I have several friends within my writing communities whose offspring, siblings, or other family members are currently Lone Soldiers. So when I discovered the Bayit Brigade this month, I was inclined to donate, even before I read the update about their post-October 7 activities:
At this time, all 31 soldiers living in Bayit Brigade apartments have been called to duty. They left their homes on Oct 7th and reported to army bases throughout the county. In addition, Bayit Brigade staff who are reservists, as well as two of our board members have been called to action.

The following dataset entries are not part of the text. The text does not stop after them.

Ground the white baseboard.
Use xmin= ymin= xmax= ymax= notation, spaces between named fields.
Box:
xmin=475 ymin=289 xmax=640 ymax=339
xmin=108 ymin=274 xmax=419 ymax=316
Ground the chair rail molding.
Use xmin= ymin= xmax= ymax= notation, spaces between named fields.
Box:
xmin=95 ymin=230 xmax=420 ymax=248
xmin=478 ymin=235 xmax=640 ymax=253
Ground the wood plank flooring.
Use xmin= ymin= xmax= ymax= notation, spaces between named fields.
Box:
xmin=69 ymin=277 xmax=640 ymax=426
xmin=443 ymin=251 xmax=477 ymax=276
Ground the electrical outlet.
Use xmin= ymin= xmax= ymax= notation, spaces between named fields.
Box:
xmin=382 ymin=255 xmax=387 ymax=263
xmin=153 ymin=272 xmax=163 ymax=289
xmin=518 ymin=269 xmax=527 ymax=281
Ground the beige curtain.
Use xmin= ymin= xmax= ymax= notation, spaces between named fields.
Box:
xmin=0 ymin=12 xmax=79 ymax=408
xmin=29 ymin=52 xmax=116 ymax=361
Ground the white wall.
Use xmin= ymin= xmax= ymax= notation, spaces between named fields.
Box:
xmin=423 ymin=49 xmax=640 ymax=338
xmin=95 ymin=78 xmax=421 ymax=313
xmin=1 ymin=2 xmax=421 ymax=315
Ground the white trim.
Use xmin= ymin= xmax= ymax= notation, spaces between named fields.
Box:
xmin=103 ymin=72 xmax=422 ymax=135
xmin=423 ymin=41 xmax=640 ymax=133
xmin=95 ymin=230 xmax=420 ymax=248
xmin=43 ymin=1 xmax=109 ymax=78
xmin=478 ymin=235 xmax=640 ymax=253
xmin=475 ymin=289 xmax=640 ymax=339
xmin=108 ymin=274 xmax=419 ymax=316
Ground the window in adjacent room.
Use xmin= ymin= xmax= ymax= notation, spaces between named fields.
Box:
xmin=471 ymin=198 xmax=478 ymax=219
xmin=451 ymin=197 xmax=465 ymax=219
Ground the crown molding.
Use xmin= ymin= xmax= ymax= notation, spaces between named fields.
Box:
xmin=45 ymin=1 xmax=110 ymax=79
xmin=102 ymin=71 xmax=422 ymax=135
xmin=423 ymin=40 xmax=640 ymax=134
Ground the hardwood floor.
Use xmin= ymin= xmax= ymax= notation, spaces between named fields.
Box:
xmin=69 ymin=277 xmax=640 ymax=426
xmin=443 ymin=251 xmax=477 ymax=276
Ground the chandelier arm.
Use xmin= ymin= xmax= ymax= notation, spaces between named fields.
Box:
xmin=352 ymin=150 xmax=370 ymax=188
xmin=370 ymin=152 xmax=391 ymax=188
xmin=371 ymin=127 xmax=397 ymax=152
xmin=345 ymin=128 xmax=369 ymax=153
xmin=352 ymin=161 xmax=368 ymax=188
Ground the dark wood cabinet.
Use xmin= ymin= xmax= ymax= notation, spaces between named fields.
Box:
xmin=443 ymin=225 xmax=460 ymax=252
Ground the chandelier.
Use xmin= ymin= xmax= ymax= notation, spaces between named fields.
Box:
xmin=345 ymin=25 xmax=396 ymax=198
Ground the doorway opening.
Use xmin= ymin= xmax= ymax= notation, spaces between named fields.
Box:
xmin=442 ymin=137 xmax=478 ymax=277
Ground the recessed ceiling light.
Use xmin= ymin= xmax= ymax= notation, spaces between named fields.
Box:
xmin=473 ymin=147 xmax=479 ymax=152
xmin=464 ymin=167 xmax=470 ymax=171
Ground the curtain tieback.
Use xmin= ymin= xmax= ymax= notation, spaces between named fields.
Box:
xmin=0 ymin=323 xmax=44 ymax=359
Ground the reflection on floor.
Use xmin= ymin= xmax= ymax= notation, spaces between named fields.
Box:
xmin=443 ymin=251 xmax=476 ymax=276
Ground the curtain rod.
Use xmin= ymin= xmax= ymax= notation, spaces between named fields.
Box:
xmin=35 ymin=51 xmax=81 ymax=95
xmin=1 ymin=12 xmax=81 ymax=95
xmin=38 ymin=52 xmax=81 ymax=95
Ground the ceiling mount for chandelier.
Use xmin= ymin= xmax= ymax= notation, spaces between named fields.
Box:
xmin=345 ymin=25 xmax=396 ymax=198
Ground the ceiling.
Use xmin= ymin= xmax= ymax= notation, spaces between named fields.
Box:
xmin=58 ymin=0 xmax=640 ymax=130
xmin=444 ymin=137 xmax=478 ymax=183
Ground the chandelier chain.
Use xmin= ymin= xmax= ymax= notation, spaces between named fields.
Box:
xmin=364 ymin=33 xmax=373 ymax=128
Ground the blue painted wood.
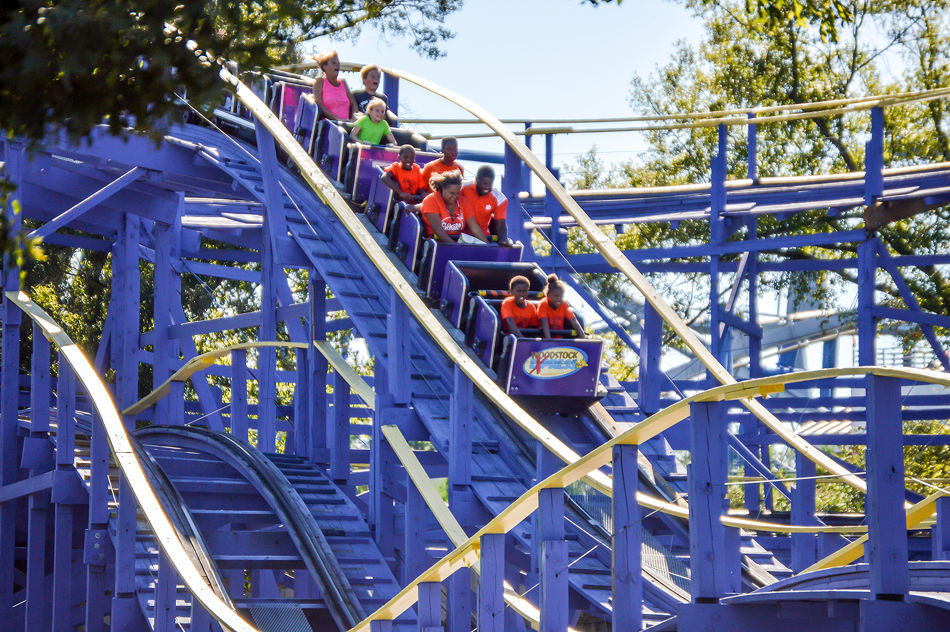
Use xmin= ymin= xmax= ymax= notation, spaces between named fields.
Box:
xmin=538 ymin=488 xmax=567 ymax=632
xmin=747 ymin=114 xmax=757 ymax=180
xmin=478 ymin=533 xmax=505 ymax=632
xmin=293 ymin=349 xmax=308 ymax=457
xmin=330 ymin=370 xmax=351 ymax=482
xmin=446 ymin=567 xmax=472 ymax=632
xmin=230 ymin=349 xmax=248 ymax=441
xmin=502 ymin=145 xmax=525 ymax=246
xmin=154 ymin=554 xmax=176 ymax=631
xmin=934 ymin=497 xmax=950 ymax=561
xmin=404 ymin=478 xmax=428 ymax=584
xmin=791 ymin=451 xmax=817 ymax=572
xmin=372 ymin=366 xmax=397 ymax=558
xmin=449 ymin=366 xmax=472 ymax=488
xmin=639 ymin=303 xmax=662 ymax=414
xmin=612 ymin=443 xmax=642 ymax=631
xmin=689 ymin=400 xmax=737 ymax=600
xmin=866 ymin=374 xmax=908 ymax=597
xmin=383 ymin=73 xmax=399 ymax=117
xmin=309 ymin=276 xmax=329 ymax=462
xmin=25 ymin=323 xmax=51 ymax=631
xmin=418 ymin=581 xmax=442 ymax=631
xmin=52 ymin=358 xmax=76 ymax=632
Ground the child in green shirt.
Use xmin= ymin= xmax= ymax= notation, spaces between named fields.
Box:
xmin=349 ymin=98 xmax=397 ymax=146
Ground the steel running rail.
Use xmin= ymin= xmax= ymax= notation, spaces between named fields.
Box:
xmin=347 ymin=365 xmax=950 ymax=631
xmin=5 ymin=290 xmax=261 ymax=632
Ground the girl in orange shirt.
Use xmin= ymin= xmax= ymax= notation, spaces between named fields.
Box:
xmin=500 ymin=275 xmax=539 ymax=336
xmin=538 ymin=274 xmax=585 ymax=339
xmin=420 ymin=171 xmax=487 ymax=243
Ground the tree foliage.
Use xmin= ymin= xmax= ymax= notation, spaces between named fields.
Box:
xmin=0 ymin=0 xmax=462 ymax=143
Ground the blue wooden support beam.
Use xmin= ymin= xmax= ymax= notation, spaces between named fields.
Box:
xmin=689 ymin=400 xmax=738 ymax=600
xmin=866 ymin=374 xmax=908 ymax=597
xmin=1 ymin=146 xmax=24 ymax=617
xmin=418 ymin=581 xmax=443 ymax=631
xmin=230 ymin=349 xmax=248 ymax=441
xmin=52 ymin=361 xmax=77 ymax=632
xmin=791 ymin=451 xmax=818 ymax=572
xmin=292 ymin=349 xmax=309 ymax=457
xmin=372 ymin=364 xmax=397 ymax=558
xmin=404 ymin=479 xmax=429 ymax=584
xmin=747 ymin=113 xmax=757 ymax=180
xmin=330 ymin=370 xmax=351 ymax=482
xmin=538 ymin=488 xmax=568 ymax=632
xmin=153 ymin=200 xmax=183 ymax=427
xmin=26 ymin=323 xmax=51 ymax=631
xmin=612 ymin=444 xmax=642 ymax=631
xmin=933 ymin=496 xmax=950 ymax=561
xmin=478 ymin=533 xmax=505 ymax=632
xmin=446 ymin=566 xmax=472 ymax=632
xmin=388 ymin=289 xmax=411 ymax=405
xmin=85 ymin=411 xmax=112 ymax=632
xmin=111 ymin=213 xmax=142 ymax=630
xmin=383 ymin=73 xmax=399 ymax=117
xmin=521 ymin=123 xmax=533 ymax=193
xmin=154 ymin=555 xmax=176 ymax=632
xmin=309 ymin=276 xmax=328 ymax=462
xmin=709 ymin=125 xmax=727 ymax=372
xmin=371 ymin=620 xmax=393 ymax=632
xmin=502 ymin=145 xmax=525 ymax=247
xmin=639 ymin=302 xmax=662 ymax=415
xmin=27 ymin=166 xmax=144 ymax=241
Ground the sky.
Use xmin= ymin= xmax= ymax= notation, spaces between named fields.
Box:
xmin=303 ymin=0 xmax=706 ymax=181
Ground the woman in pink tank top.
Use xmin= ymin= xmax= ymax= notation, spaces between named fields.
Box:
xmin=312 ymin=50 xmax=356 ymax=121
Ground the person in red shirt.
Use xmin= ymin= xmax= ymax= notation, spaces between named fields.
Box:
xmin=420 ymin=171 xmax=488 ymax=243
xmin=461 ymin=165 xmax=513 ymax=247
xmin=500 ymin=275 xmax=539 ymax=336
xmin=380 ymin=145 xmax=426 ymax=204
xmin=421 ymin=137 xmax=463 ymax=192
xmin=538 ymin=274 xmax=585 ymax=339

Amidst one of the darkest days in Israel’s history, they are all answering the call. Now it is our turn. Many have asked how they can help. In response, we have set up an Emergency Support Fund that will provide immediate aid to all our Lone Soldiers. 100% of the funds raised will go directly to soldiers and the victims of terror in Israel. In addition, we have setup an Evacuee Host Program to match displaced citizens from Southern Israel with hosts in safer areas.
I’ve only recently learned about this one, “the only NGO dedicated to providing Deaf and Hard-of-Hearing individuals access to life-saving resources in high-risk and disaster-stricken regions around the world,” via author Sara Nović, who shared it in a Substack post.
A few final favorites: As with the first batch above, these are organizations that I’ve supported for some years. Each has called for additional help at this difficult time.
In many countries, college and university environments have proved increasingly challenging for Jewish students for years. But if you’ve been following the news, you’re likely aware of particularly upsetting episodes and incidents that have unspooled over the past two weeks. Mindful of the environments on both the campus where I was a student and the one where I currently teach, I decided to send some financial support to the Hillel organization for each.
Maybe you’re already familiar with Chef José Andrés and the incredible work his teams and their partners do “providing meals in response to humanitarian, climate, and community crises.” As soon as I read their first email about “feeding families impacted by the conflict in Gaza and Israel,” I knew that I had to contribute.
I discovered this organization—tagline: “supporting Odessa’s Jewish population since 1996 & supporting thousands of children and war refugees today”—shortly after Russia invaded Ukraine in February 2022.
Within a couple of days of the assault on southern Israel, TiKVA had announced the cancellation of its fall fundraiser in New York, which had been scheduled for October 17.
How could I not support this organization again—now?